Your Advocate is your first and best connection to everything you need
The first person you will likely meet at Zoey’s Place is a Child and Family Advocate. These professionals have extensive connections and experience.
Advocates work with the child and non-offending family during and after the forensic interview to help them navigate support resources, case progression, and medical exams when needed.
Get help from your advocate long after the forensic interview
Healing after abuse can take months or even years. An Advocate can help if you’ve been to Zoey’s Place before and now have more questions, need referrals to counselors or therapists, and more. Contact us for more.

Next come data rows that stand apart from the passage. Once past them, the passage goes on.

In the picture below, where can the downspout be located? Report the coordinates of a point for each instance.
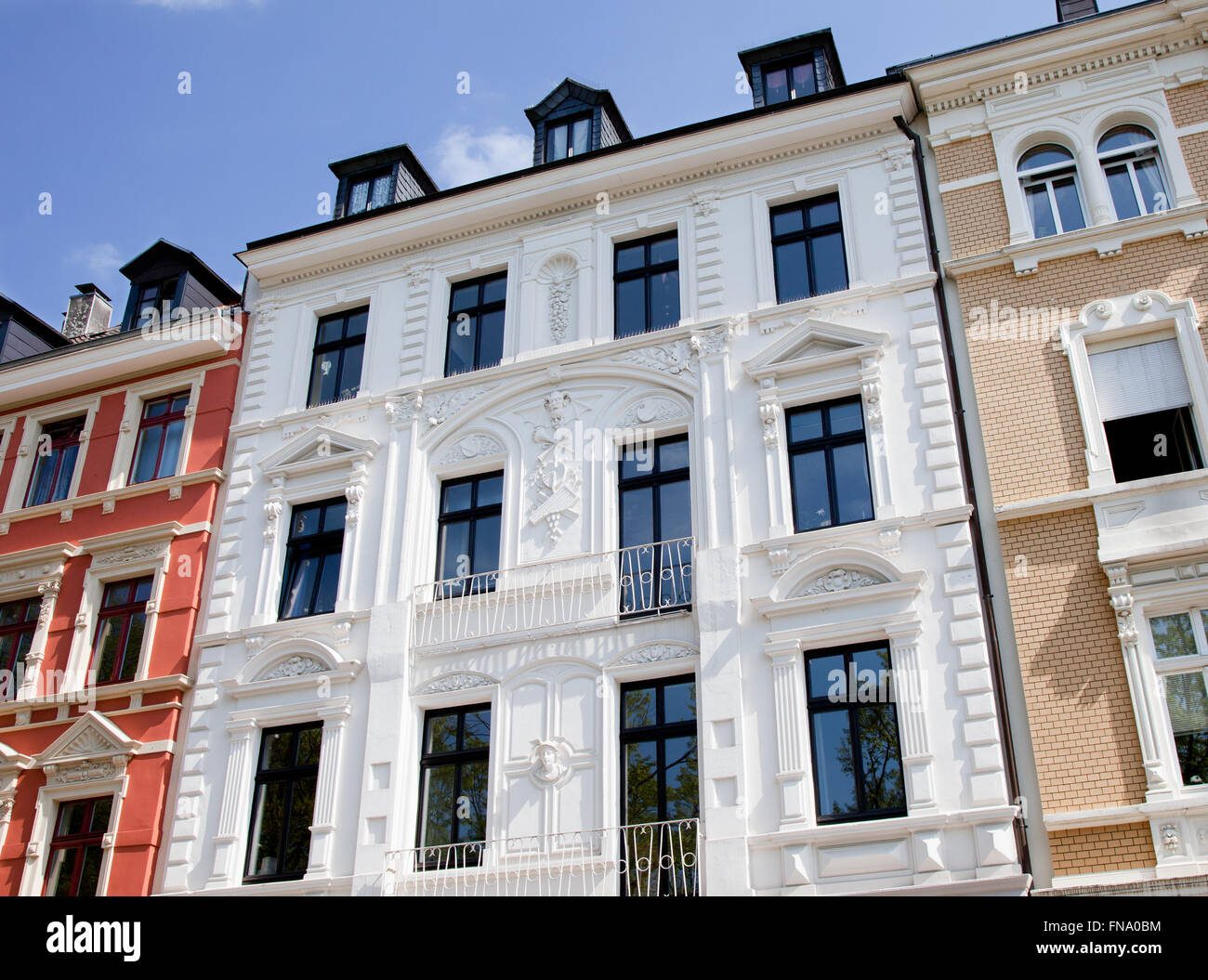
(950, 359)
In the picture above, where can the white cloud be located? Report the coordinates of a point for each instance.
(101, 259)
(463, 156)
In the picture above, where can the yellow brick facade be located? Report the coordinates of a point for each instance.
(1102, 849)
(1080, 713)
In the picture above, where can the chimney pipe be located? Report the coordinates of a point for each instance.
(1073, 10)
(87, 314)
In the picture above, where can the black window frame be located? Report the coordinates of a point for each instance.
(789, 64)
(79, 843)
(162, 423)
(156, 286)
(645, 271)
(479, 581)
(369, 177)
(290, 775)
(1183, 449)
(476, 313)
(125, 612)
(322, 544)
(568, 124)
(806, 236)
(342, 344)
(828, 443)
(655, 478)
(64, 435)
(22, 629)
(458, 758)
(821, 704)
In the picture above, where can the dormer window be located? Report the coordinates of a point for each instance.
(370, 190)
(789, 80)
(568, 139)
(151, 299)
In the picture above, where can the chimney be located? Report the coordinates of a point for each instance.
(88, 313)
(1071, 10)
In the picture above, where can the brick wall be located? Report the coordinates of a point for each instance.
(1082, 718)
(1102, 849)
(1034, 439)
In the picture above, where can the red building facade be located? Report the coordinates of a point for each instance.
(112, 464)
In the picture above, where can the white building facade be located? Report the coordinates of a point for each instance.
(566, 584)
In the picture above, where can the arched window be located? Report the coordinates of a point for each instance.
(1130, 161)
(1049, 177)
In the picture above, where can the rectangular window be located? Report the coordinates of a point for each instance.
(645, 285)
(1182, 662)
(312, 559)
(157, 451)
(469, 532)
(476, 323)
(828, 464)
(453, 783)
(282, 805)
(370, 190)
(808, 249)
(853, 734)
(1146, 404)
(661, 794)
(75, 855)
(55, 463)
(656, 527)
(120, 630)
(566, 139)
(338, 351)
(156, 301)
(19, 621)
(788, 80)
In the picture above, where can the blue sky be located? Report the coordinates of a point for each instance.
(279, 88)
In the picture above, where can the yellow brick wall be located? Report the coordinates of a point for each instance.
(1033, 435)
(1195, 154)
(965, 158)
(1102, 849)
(977, 218)
(1082, 718)
(1188, 103)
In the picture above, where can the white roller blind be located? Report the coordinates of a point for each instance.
(1139, 379)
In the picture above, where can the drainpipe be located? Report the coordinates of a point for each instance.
(1004, 725)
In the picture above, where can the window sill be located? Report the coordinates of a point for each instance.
(65, 508)
(1107, 241)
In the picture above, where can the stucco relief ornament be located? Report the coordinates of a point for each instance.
(840, 580)
(556, 479)
(676, 358)
(295, 666)
(550, 763)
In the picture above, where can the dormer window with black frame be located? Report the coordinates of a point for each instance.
(379, 178)
(370, 190)
(793, 69)
(574, 120)
(571, 137)
(165, 278)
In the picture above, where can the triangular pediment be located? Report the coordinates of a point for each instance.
(814, 344)
(92, 737)
(318, 447)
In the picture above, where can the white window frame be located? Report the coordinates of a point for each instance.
(1126, 320)
(1045, 176)
(137, 396)
(35, 424)
(1130, 156)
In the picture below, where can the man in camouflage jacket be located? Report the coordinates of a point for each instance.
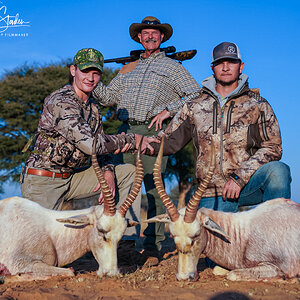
(57, 169)
(245, 132)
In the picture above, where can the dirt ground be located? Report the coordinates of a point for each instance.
(145, 283)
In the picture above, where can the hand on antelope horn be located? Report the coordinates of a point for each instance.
(125, 148)
(146, 143)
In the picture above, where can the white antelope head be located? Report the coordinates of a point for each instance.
(108, 223)
(185, 227)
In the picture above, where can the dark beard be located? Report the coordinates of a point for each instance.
(223, 83)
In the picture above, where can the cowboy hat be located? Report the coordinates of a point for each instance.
(150, 22)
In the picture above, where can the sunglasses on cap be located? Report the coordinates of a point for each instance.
(150, 22)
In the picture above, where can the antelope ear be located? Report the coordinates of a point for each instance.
(79, 220)
(131, 223)
(159, 219)
(214, 227)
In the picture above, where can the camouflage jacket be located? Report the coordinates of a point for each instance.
(245, 132)
(66, 133)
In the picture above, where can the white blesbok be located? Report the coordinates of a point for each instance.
(39, 241)
(261, 243)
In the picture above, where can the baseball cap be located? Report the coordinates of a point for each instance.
(88, 58)
(226, 50)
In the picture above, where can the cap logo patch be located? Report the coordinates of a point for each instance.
(231, 49)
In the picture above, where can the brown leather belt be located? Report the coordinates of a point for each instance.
(46, 173)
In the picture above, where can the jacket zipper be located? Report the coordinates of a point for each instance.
(221, 144)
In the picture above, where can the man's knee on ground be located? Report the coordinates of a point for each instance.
(279, 179)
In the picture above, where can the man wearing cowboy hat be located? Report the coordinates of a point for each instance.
(148, 91)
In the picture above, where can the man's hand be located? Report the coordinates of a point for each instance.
(159, 119)
(231, 190)
(110, 179)
(124, 149)
(146, 143)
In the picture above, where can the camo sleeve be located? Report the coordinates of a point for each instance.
(72, 126)
(270, 149)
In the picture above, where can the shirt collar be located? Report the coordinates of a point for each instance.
(153, 56)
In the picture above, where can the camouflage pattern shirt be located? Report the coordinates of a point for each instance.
(245, 132)
(66, 133)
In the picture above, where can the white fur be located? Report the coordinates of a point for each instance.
(32, 240)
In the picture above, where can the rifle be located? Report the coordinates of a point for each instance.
(135, 54)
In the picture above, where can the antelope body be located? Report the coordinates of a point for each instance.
(32, 240)
(257, 244)
(37, 240)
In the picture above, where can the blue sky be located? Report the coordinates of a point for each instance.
(267, 33)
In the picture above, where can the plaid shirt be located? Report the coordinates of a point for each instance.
(156, 82)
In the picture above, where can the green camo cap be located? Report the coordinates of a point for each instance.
(88, 58)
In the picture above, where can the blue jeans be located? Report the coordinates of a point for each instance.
(270, 181)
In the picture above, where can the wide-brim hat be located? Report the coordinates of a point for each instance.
(150, 22)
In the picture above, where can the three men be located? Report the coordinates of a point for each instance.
(56, 170)
(245, 132)
(147, 92)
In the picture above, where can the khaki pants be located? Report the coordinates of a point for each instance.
(155, 232)
(78, 189)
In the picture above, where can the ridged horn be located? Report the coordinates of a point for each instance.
(192, 207)
(138, 180)
(171, 208)
(109, 201)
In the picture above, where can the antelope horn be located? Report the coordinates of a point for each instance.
(139, 176)
(109, 202)
(171, 208)
(191, 209)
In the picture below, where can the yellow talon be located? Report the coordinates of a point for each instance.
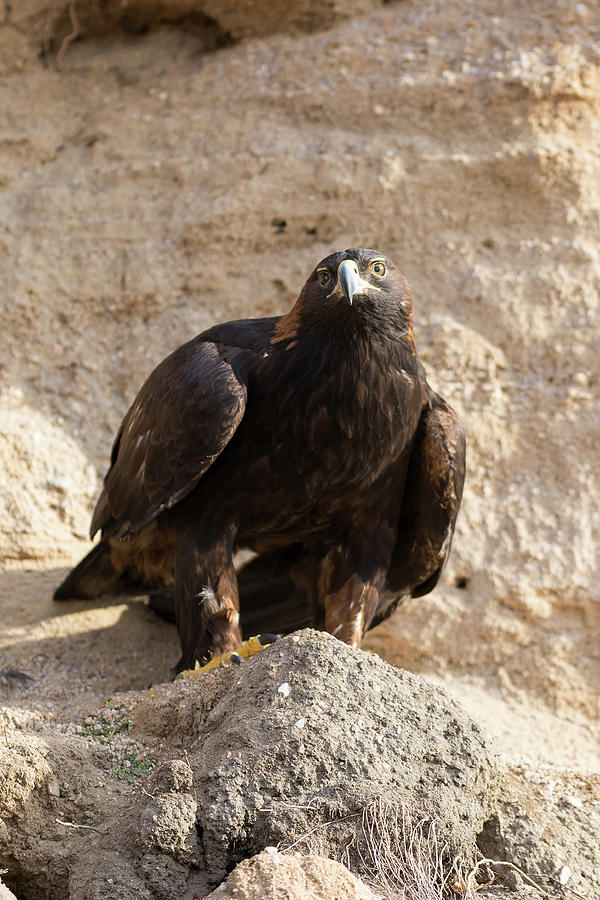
(249, 648)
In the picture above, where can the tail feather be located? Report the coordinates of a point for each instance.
(95, 575)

Your personal 1:1 connection
A Child and Family Advocate:
- Will be your point of contact for everything you do at the CAC
- Connect you with support resources such as appropriate therapy resources, local housing, food, transportation and much more
- Provides long-term support to answer questions and will connect you with the Victim Assistance Coordinator if criminal charges are filed
- Can help answer “What’s next?” questions, as defined by each case
- Can connect you with mental and physical health exams by exceptional trauma-informed nurses and therapists
Non-offending parents and caregivers can contact their Child and Family Advocate by phone or email virtually anytime, even years after a forensic interview.
Child and Family Advocates are your connection to everything around Hancock County
Priority connections
Crimes against children are hard on everyone, and no one should or has to do it alone.
Child and Family Advocates can help connect children and teens with therapists and physicians around Hancock County with “priority status.”
Help for the whole family
Advocates can connect parents and non-offending caregivers with support groups, mental health providers, and others.
So if a caregiver or siblings need something, too, your Child and Family Advocate can help.